Engelbert Humperdinck

More than a Myth. Chamber Music & Songs

Nikolay Borchev (Bariton), Elenora Pertz (Klavier), Thomas Probst (Violine), Ursula Fingerle-Pfeffer (Violine), Susanne Unger (Violine), Daniel Schwartz (Viola), Clara Berger (Violoncello), Jörg Ulrich Krah (Violoncello), Karsten Lauke (Kontrabass)

Rubrik: Rezension
Verlag/Label: Hänssler Classic
erschienen in: das Orchester 03/2022 , Seite 75

Welch ein schräger Titel: More than a myth prangt da in gelben Lettern auf dem Booklet. Indianische Gesänge? Keltische Rundtänze? Isländische Elfenballaden? Nichts davon. Vielmehr enthält die CD Kammermusik und Lieder von Engelbert Humperdinck, einer breiteren Öffentlichkeit leider immer noch nur als Schöpfer der Oper Hänsel und Gretel bekannt. Dass sich trotz oder auch deswegen ein Mythos um den 1854 in Siegburg geborenen Komponisten gebildet hätte, kann man wahrlich nicht behaupten.
Mehr als ein „One-Hit“-Künstler war er aber allemal, vor allem ein genialer Komponist einer Fülle von Bühnenmusik.

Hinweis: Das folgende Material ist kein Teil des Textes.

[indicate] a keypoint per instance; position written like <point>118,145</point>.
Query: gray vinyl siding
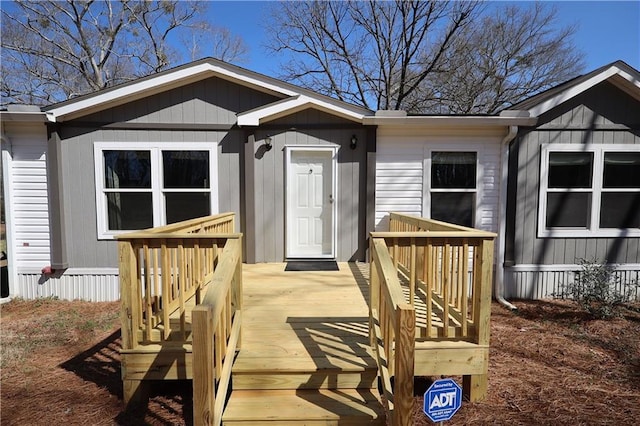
<point>212,102</point>
<point>602,115</point>
<point>266,184</point>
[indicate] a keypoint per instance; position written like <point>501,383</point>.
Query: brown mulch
<point>549,364</point>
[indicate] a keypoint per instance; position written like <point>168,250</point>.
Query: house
<point>574,183</point>
<point>308,176</point>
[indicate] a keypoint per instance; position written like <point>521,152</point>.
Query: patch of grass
<point>42,324</point>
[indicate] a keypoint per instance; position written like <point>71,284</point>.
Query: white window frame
<point>157,190</point>
<point>428,154</point>
<point>593,229</point>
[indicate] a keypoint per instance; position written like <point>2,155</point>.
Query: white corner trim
<point>576,90</point>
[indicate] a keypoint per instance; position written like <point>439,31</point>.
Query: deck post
<point>475,386</point>
<point>128,277</point>
<point>203,365</point>
<point>374,292</point>
<point>404,365</point>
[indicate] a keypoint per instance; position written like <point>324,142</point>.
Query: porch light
<point>354,142</point>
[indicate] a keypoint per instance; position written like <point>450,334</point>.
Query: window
<point>452,190</point>
<point>589,191</point>
<point>140,185</point>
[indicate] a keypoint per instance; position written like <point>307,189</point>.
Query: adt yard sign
<point>442,400</point>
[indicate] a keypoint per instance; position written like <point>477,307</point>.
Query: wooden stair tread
<point>349,406</point>
<point>246,363</point>
<point>447,344</point>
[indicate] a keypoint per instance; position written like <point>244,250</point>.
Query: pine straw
<point>549,364</point>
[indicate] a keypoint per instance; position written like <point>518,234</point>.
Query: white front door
<point>310,203</point>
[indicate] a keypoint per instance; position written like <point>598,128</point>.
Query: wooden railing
<point>216,336</point>
<point>168,273</point>
<point>161,271</point>
<point>443,269</point>
<point>392,323</point>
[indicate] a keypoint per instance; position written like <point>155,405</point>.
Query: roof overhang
<point>197,71</point>
<point>505,120</point>
<point>622,78</point>
<point>26,115</point>
<point>297,103</point>
<point>162,82</point>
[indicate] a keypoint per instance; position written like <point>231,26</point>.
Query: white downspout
<point>502,220</point>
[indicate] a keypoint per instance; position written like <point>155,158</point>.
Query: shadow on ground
<point>170,402</point>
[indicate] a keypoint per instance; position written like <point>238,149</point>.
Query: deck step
<point>304,407</point>
<point>309,358</point>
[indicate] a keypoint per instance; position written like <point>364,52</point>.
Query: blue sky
<point>607,30</point>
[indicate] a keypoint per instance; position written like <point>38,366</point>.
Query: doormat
<point>312,265</point>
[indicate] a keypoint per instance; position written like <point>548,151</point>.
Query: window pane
<point>568,209</point>
<point>570,169</point>
<point>622,170</point>
<point>187,205</point>
<point>620,210</point>
<point>453,170</point>
<point>129,210</point>
<point>127,169</point>
<point>453,207</point>
<point>186,169</point>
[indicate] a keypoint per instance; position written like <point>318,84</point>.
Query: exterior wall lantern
<point>354,142</point>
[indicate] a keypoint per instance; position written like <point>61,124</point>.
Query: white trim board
<point>566,267</point>
<point>572,92</point>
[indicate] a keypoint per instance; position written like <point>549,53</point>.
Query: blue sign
<point>442,400</point>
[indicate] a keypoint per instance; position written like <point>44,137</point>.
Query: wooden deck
<point>268,346</point>
<point>305,356</point>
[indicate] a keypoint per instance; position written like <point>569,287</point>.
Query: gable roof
<point>196,71</point>
<point>619,73</point>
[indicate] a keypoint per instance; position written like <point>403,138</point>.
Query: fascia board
<point>450,121</point>
<point>290,106</point>
<point>580,88</point>
<point>35,117</point>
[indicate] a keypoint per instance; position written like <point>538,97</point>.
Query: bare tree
<point>217,42</point>
<point>505,57</point>
<point>54,50</point>
<point>422,56</point>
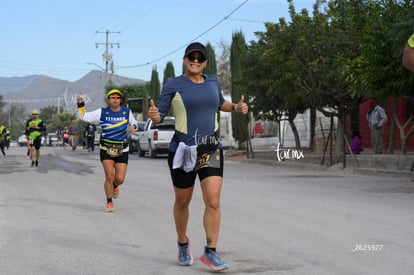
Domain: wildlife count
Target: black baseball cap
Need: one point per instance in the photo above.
(196, 47)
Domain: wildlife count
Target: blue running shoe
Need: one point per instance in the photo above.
(213, 260)
(184, 254)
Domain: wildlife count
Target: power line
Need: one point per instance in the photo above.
(108, 56)
(182, 46)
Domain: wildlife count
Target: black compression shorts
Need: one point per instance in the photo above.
(182, 179)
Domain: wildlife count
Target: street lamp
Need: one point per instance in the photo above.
(100, 68)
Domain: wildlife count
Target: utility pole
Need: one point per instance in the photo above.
(107, 56)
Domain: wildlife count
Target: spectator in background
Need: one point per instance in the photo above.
(408, 54)
(258, 129)
(34, 131)
(356, 146)
(3, 134)
(376, 117)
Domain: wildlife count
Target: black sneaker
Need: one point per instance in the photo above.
(184, 254)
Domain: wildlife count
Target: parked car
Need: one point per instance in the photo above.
(156, 138)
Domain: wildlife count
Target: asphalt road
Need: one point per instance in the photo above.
(275, 220)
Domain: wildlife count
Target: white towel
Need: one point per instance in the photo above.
(185, 157)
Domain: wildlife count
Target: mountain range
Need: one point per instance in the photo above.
(39, 91)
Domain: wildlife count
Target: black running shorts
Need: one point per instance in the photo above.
(182, 179)
(122, 158)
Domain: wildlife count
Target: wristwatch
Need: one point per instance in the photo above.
(410, 41)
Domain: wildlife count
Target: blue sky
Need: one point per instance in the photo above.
(58, 38)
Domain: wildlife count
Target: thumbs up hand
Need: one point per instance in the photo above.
(241, 106)
(153, 112)
(80, 97)
(80, 101)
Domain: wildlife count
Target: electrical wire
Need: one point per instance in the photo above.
(184, 45)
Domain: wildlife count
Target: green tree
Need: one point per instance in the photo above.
(211, 67)
(223, 68)
(168, 72)
(237, 54)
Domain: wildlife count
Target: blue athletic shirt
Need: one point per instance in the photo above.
(194, 106)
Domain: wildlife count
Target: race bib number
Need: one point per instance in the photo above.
(208, 159)
(114, 150)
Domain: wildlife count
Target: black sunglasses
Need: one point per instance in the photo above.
(200, 58)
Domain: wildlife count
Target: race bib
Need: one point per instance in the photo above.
(114, 150)
(208, 159)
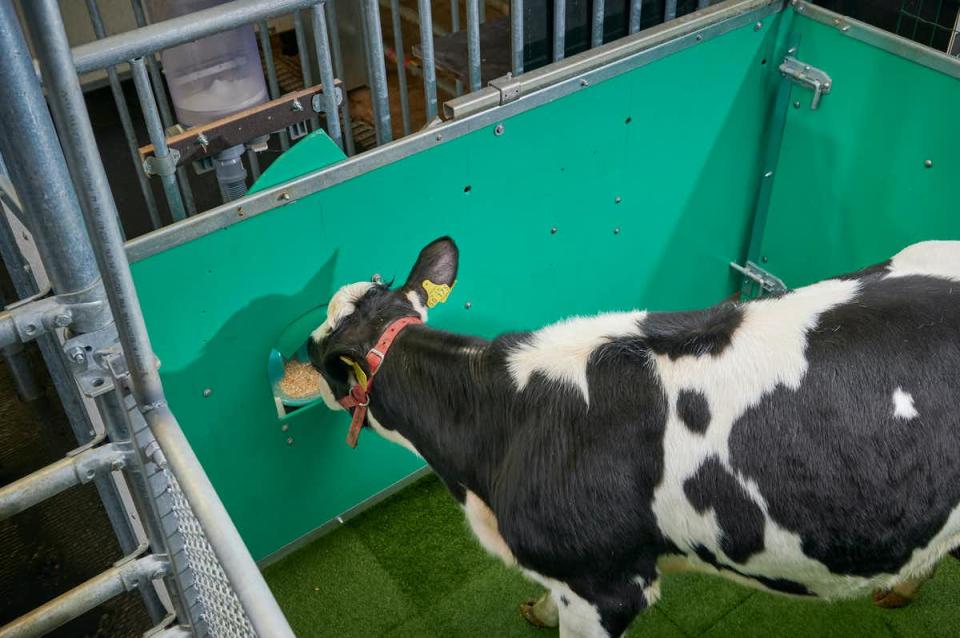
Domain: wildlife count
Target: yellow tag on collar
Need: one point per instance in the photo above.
(436, 293)
(357, 371)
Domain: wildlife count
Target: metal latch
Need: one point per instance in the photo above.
(808, 76)
(768, 283)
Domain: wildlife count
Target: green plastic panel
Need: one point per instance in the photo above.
(852, 187)
(649, 179)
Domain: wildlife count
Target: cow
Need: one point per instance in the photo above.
(806, 444)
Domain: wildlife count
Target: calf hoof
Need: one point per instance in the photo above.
(889, 599)
(540, 613)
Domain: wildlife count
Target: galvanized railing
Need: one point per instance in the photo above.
(58, 187)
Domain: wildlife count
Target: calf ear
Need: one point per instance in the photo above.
(435, 272)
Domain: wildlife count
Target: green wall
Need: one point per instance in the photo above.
(678, 141)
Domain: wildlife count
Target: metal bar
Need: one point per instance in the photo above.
(99, 210)
(325, 64)
(473, 43)
(559, 29)
(378, 72)
(330, 6)
(302, 50)
(157, 137)
(140, 42)
(596, 28)
(81, 599)
(40, 177)
(473, 112)
(428, 61)
(57, 477)
(125, 122)
(166, 114)
(272, 84)
(401, 65)
(636, 8)
(516, 35)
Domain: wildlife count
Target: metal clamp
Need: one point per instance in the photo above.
(508, 86)
(808, 76)
(768, 282)
(166, 165)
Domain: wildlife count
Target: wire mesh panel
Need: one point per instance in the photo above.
(222, 611)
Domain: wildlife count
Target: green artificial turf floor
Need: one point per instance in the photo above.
(410, 567)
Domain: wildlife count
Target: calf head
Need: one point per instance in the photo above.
(359, 313)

Man höre nur einmal die Oper Königskinder – ein Meisterwerk, in dem Humperdinck für jede Stimmung den passenden Ausdruck findet, mit Leitmotivik ökonomisch umgeht und längere Szenen durch faszinierende Variationskunst atmosphärisch zusammenhält.
Weniger aktiv war Humperdinck dagegen auf dem Feld der Kammermusik. Rund ein Dutzend Werke hat er geschaffen, vieles davon für das Amateurensemble des Siegburger Amtsrichters Johannes Degen, der ein beachtlicher Geiger und Sänger war. Für ihn schrieb Humperdinck zum Beispiel einen Quartettsatz in e-Moll, datiert vom 4. März 1873. Zu diesem Zeitpunkt war er noch Student bei Ferdinand Hiller am Kölner Konservatorium. Mendelssohn Bartholdy oder Schubert schimmern durch, die klassische Satztechnik hat Humperdinck schon bestens verinnerlicht. Gleichzeitig wagt er immer wieder Ausbrüche ins Offene, schreibt um sich selbst kreisende Musik, hält gewissermaßen die Zeit an, wagt Überraschendes etwa durch Generalpausen. Wenige Monate zuvor wurde ein Menuett für Klavierquintett fertig, gleichfalls ein Beispiel für fortgeschrittene Kompositionstechnik. Die erlaubte es dem 18-Jährigen, stringenten Satz mit expressiven Qualitäten zu verbinden.
Derartige Funde macht man beim Hören dieser aufschlussreichen CD allerorten (in einer Sonate für Violine und Klavier etwa oder in dem Notturno für Violine mit Quartettbegleitung). Hörenswert auch seine Bearbeitung des Vorspiels zu Tristan und Isolde für Streicherensemble und Klavier, dem er einen wirkungsvollen Konzertschluss verpasste.
Man kann nur wünschen, dass die CD einer weiteren Verankerung der Humperdinck’schen Kammermusikwerke in den Konzertprogrammen den Weg ebnet. Das Streicherensemble um den Geiger Thomas Probst nebst der Pianistin Elenora Pertz vertieft sich mit hörbarer Spielfreude in der Musik. Die Kammermusikwerke wechseln sich mit acht Liedern ab, denen sich der Bariton Nikolay Borchev, begleitet von Elenora Pertz, mit schöner Inigkeit und Wärme zuwendet. Er lässt eine samtige, zu vielerlei Nuancierungen fähige Stimme hören, die er nur gelegentlich zu druckvoll einsetzt. Mehr virtuelle Nähe hätte der Aufnahme allerdings gut getan.